HE-MEN, BAG MEN & NYMPHOS
Stories by Walter Kaylin
Edited by Robert Deis & Wyatt Doyle
A little while ago this reviewer had the joy of discovering the fiction world of Men’s Adventure Magazines that proliferated the newsstands of the 50s, 60s and 70s via a wonderful anthology titled, “Weasels Ripped My Flesh.” Amongst the great and wacky stories in that were a few by a writer named Walter Kaylin who the editors claimed was one of the most prolific writers for those magazines.
“He-Men, Bag Men & Nymphos,” is an entire collection of Kaylin’s amazing work with fifteen stories featured within its pages. They represent the entire spectrum of this he-man brand of pulp fiction; from modern day gangsters, to south sea island sirens to western outlaws and surfing assassins. This book has it all making us marvel at the boundless imagination that produced these outlandish tales. There are even a few factual articles mixed amongst them. Of these, the most gripping is Kaylin’s account of the U.S.S Indianapolis and its fate when sunk in the last days of World War II. It is a harrowing tale comprised from documented naval records and survivors’ testimonies.
Going from fact to fiction has no diminishing effects on any of Kaylin’s work, all of it is brilliant and written with a flare, no matter how boring the subject material.

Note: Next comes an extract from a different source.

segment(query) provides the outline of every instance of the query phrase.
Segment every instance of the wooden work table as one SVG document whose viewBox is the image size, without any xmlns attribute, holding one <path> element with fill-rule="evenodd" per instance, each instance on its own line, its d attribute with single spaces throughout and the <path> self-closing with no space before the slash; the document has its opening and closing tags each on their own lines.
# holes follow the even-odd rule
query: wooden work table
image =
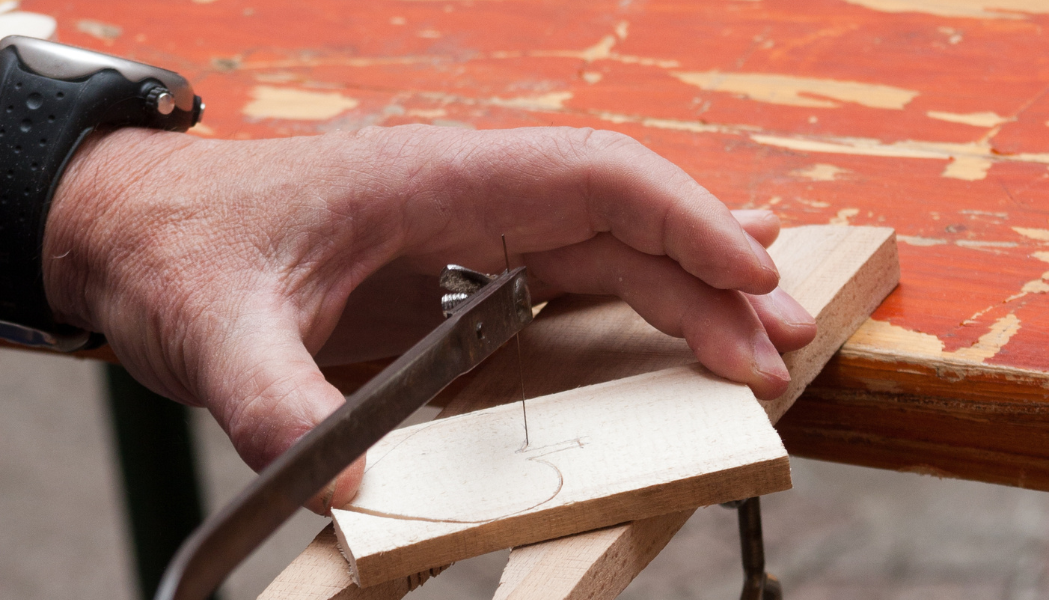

Which brings us to the one piece we feel should have been omitted; “The Army’s Terrifying Death Bugs and Loony Gas.” It is dated 1960 and is report on the state of the military’s research into chemical warfare. It is the only piece that doesn’t belong here. But hey, fourteen bulleyes out of fifteen shots is a damn impressive score.
Which is as good a way as any to describe Walter Kaylin’s wrtings. He was a master at his craft of spinning pulp tall tales and the fun he had writing them infects his readers as well. Bravo, Bob Deis and Wyatt Doyle; that’s two homeruns in a row. Please, keep swinging for the fences. We love this stuff.